Sen. Mike Crapo (R-Idaho), Jim Risch (R-Idaho), and Ron Wyden (D-Oregon) said it further proves this nation's fire prevention policies just aren't working, and it's time for a change.
"The federal government's policy for fire prevention is broken," said Wyden.
He explained that we're in a downward spiral of funding that's already started this year. Money is taken from prevention efforts to actually fight fires, leaving public lands more susceptible to fire next season. That usually means even more firefighting funds need to be taken from the prevention coffers the next year.
"If you spend more time preventing fires, you can spend less time putting them out," said Wyden.
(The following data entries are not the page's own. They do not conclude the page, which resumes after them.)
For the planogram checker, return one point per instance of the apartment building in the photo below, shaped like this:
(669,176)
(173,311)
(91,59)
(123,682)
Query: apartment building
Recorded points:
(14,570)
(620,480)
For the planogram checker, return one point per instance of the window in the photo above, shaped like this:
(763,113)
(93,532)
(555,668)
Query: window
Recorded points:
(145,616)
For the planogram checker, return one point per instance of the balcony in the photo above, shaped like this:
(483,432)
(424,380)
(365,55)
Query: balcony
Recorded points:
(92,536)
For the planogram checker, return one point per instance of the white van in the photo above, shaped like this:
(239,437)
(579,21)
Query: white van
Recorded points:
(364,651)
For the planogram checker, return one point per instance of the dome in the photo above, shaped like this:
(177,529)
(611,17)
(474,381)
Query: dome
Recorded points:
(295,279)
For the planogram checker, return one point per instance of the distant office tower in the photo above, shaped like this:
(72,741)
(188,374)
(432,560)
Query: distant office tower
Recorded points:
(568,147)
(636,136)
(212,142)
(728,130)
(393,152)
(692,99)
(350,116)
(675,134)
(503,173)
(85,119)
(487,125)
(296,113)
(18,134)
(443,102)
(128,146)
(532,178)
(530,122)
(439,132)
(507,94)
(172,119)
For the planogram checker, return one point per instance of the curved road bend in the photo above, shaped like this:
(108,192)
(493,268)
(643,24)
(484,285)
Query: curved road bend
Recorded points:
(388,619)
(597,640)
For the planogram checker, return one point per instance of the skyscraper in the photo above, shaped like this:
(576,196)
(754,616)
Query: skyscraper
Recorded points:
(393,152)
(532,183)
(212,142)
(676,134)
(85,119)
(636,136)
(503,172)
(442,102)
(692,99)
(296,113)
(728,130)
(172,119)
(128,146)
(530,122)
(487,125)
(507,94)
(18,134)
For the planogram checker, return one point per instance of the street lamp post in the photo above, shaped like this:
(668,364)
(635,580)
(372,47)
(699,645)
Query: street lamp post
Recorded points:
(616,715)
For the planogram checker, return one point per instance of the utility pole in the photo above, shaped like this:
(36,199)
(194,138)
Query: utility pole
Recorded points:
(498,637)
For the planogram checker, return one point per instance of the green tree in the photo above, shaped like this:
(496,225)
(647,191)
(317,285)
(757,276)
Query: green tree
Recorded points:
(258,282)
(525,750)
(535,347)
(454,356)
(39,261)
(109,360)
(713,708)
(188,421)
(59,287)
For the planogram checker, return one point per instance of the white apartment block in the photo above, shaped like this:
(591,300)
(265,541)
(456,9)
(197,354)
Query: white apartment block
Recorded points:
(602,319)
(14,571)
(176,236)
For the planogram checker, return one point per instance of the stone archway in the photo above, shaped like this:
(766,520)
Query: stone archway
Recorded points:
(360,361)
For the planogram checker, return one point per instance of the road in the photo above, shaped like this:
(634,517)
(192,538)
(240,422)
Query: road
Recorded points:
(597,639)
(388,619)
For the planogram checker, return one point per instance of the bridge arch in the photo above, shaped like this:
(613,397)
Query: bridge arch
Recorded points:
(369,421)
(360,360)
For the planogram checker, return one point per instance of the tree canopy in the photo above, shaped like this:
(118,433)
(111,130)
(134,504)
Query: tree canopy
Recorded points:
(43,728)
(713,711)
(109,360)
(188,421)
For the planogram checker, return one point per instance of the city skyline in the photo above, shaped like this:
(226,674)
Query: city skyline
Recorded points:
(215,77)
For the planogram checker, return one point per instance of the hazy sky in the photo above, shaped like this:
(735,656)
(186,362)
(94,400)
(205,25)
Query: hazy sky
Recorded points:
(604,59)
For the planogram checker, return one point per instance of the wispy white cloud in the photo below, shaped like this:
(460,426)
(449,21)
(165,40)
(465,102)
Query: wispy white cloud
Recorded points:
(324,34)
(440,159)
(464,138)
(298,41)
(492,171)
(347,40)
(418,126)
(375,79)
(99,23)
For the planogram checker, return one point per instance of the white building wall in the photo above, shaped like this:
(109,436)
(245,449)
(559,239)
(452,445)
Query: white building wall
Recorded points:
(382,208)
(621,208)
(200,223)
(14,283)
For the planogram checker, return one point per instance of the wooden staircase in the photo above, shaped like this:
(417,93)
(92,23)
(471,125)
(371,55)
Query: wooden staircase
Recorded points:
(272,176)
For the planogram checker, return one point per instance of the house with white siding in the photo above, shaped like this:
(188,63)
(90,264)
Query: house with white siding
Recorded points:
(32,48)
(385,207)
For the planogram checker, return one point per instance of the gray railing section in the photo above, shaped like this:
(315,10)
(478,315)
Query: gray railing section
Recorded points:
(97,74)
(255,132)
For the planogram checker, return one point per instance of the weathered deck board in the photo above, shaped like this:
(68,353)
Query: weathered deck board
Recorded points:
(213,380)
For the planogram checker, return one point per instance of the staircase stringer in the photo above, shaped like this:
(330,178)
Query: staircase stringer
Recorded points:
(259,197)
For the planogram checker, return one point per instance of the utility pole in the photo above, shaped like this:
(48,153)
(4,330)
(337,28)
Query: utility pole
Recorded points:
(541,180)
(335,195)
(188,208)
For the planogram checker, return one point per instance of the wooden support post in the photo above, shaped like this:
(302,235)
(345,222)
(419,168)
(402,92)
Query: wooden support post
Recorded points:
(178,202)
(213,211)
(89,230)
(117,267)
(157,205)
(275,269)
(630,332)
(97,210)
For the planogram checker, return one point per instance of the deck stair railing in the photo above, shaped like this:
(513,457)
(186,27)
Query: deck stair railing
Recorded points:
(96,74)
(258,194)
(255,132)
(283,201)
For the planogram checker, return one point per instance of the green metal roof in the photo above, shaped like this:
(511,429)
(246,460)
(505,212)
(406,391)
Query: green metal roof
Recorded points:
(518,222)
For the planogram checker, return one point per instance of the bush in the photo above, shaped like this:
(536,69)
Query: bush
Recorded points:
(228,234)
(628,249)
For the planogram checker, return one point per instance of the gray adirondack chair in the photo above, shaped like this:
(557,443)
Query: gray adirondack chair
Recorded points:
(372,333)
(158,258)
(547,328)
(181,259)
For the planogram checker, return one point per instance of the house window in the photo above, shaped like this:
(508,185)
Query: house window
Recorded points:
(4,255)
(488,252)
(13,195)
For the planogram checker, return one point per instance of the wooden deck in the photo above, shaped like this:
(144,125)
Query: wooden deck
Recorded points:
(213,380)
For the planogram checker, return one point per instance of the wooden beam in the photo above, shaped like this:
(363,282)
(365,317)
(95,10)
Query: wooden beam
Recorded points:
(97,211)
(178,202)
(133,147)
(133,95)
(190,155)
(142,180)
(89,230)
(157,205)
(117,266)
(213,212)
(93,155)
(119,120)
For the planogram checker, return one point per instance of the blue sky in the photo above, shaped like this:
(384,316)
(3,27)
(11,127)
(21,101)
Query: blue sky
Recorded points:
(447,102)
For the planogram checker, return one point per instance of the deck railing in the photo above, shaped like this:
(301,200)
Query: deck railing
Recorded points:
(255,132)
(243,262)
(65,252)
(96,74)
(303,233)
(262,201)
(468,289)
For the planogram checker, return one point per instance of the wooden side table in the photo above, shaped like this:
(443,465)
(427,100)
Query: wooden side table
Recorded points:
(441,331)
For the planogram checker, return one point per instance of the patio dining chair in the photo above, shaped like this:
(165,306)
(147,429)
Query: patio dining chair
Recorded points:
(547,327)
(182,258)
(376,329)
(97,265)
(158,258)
These senators came from both sides of the aisle and said the solution is collaboration between federal, state and local governments to thin forests and fuel, rehabilitate wildlife habitat and increase logging.
"When a raging fire hits a small western community, people just come together," said Wyden. "They don't talk about Democrats and Republicans and people's philosophies. They just come together, they put the fire out and figure out how to pick up the pieces. So, what we're going to do as western members of congress, is take that message back to Washington, D.C."
But is that realistic with admitted gridlock in Congress? Risch, recognized by some as the most conservative in the U.S. Senate, said, 'Yes.' And, he's already seen it when dealing with environmental groups.
"The environmental movement in America has matured over the past 40 years," said Risch. "They understand that these fires are not good for anybody... and, indeed, they are awful for environment."
The senators point to forest health projects already underway in eastern Oregon and Idaho, agreed on by environmentalists, logging companies and government agencies.
"There are a lot of us who are willing to quit the blame game and find solutions," said Crapo.
He adds that with budget, sequester and debt ceiling battles looming in Congress in the fall, the timing for this reform could be perfect.
Further emphasizing the need for this reform, NIFC says their fire season is now year-round, where every day of the year, some area of the country is dealing with wildfire.